Os excluídos protegiam uns aos outros. Nenhum dos outros campeões fizera questão
de prestar qualquer atenção a Pelor – até Brullo aparentemente esquecera a
afirmação de Pelor naquele primeiro dia. Se soubesse, nunca teria permitido que
fizessem a prova tão abertamente.
– Acabou o tempo. Tomem suas decisões – disse Brullo, e Celaena
olhou para sua fila de cálices por mais um momento. Na parte lateral do salão
estavam Dorian e Chaol assistindo de braços cruzados. Será que notaram a ajuda
de Pelor?
Nox soltou um monte de palavrões e enfileirou apressadamente os
últimos copos, assim como muitos outros competidores. Havia antídotos à mão
para os erros de avaliação – e quando Brullo começou a passear por entre as
mesas, ordenando que bebessem, distribuiu profusamente os antídotos. A maioria presumira
que o vinho puro era uma armadilha e o colocou no final da fila. Até Nox acabou
engolindo um frasco de antídoto, pois colocara o acônito em primeiro lugar.
E Cain, para a alegria de Celaena, ficou com o rosto inchado e
roxo depois de consumir beladona. Enquanto o competidor engolia o antídoto,
Celaena desejou que tivessem acabado todos os antídotos de Brullo. Até agora
ninguém ganhara a prova. Um campeão bebeu a água e caiu no chão antes que
Brullo pudesse entregar-lhe o antídoto. Era sanguinária, um terrível e doloroso
veneno.
Até um pequeno gole causaria desorientação e alucinações
extremamente vívidas. Felizmente, o mestre de armas forçou o campeão a engolir
o antídoto, embora o homem tenha precisado ir às pressas para a enfermaria do
castelo. Finalmente, Brullo parou em frente à mesa de Celaena para avaliar seus
cálices. Sua expressão não revelou nada.
– Vamos, então – disse o mestre de armas.
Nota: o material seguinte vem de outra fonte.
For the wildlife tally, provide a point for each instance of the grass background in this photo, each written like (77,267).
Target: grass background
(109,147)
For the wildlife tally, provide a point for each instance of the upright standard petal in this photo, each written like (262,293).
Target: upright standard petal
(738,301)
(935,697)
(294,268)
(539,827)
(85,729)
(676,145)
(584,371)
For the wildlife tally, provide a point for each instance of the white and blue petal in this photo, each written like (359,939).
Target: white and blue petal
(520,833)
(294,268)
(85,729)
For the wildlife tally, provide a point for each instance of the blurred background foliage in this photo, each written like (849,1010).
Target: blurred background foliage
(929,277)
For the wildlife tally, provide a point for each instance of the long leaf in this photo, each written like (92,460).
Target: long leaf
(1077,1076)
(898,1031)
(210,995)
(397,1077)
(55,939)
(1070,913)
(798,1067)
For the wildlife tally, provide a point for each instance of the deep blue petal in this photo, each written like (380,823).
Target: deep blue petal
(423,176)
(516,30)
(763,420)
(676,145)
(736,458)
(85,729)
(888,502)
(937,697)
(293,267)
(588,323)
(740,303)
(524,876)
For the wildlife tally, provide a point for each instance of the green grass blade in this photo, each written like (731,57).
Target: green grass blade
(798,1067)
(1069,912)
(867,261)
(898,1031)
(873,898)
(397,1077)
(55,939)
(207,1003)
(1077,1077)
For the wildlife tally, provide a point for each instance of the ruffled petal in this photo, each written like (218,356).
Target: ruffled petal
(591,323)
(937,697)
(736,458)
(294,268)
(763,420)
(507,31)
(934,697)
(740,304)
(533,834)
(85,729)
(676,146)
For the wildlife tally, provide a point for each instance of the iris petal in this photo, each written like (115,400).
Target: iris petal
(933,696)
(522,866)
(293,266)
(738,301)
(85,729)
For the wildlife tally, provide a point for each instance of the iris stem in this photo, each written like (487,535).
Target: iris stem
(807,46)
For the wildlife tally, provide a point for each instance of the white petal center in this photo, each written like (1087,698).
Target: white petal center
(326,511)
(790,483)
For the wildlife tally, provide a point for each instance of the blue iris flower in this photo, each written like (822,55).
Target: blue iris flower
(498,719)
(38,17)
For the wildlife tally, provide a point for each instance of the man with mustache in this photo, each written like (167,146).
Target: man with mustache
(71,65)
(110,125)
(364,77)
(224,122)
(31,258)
Celaena olhou brevemente para Pelor, cujos olhos castanhos
brilharam quando ela ergueu o copo e tomou um gole. Nada. Nenhum gosto
estranho, nenhuma sensação imediata. Alguns venenos demoravam para fazer
efeito, mas…
Brullo apresentou-lhe o punho fechado, e ela sentiu o estômago
embrulhar. Será que ele estava segurando o antídoto? Mas seus dedos se
separaram, e ele apenas deu um tapa nas costas da assassina.
– Acertou. É só vinho – disse Brullo, e os campeões murmuraram às
costas do mestre de armas.
Ele se aproximou de Pelor – o último campeão –, e o jovem bebeu o
copo de vinho. Brullo sorriu para ele, agarrando-lhe o ombro.
– Mais um vencedor.
O aplauso dos patrocinadores e treinadores soou pelo salão, e
Celaena lançou a Pelor um sorriso de gratidão. Ele sorriu de volta, ficando
vermelho do pescoço ao cabelo acobreado.
Sim, trapaceara um pouquinho, mas o importante é que ganhara. Não
era tão ruim dividir uma vitória com um aliado. E Elena estava, sim,
protegendo-a – mas isso não mudava nada. Mesmo que agora as exigências de Elena
e o caminho de Celaena se cruzassem, ela não se tornaria campeã do rei só para servir
aos propósitos obscuros de um fantasma qualquer – propósitos que Elena se
recusara duas vezes a revelar.
Mesmo que
Elena tivesse lhe dito como ganhar a prova.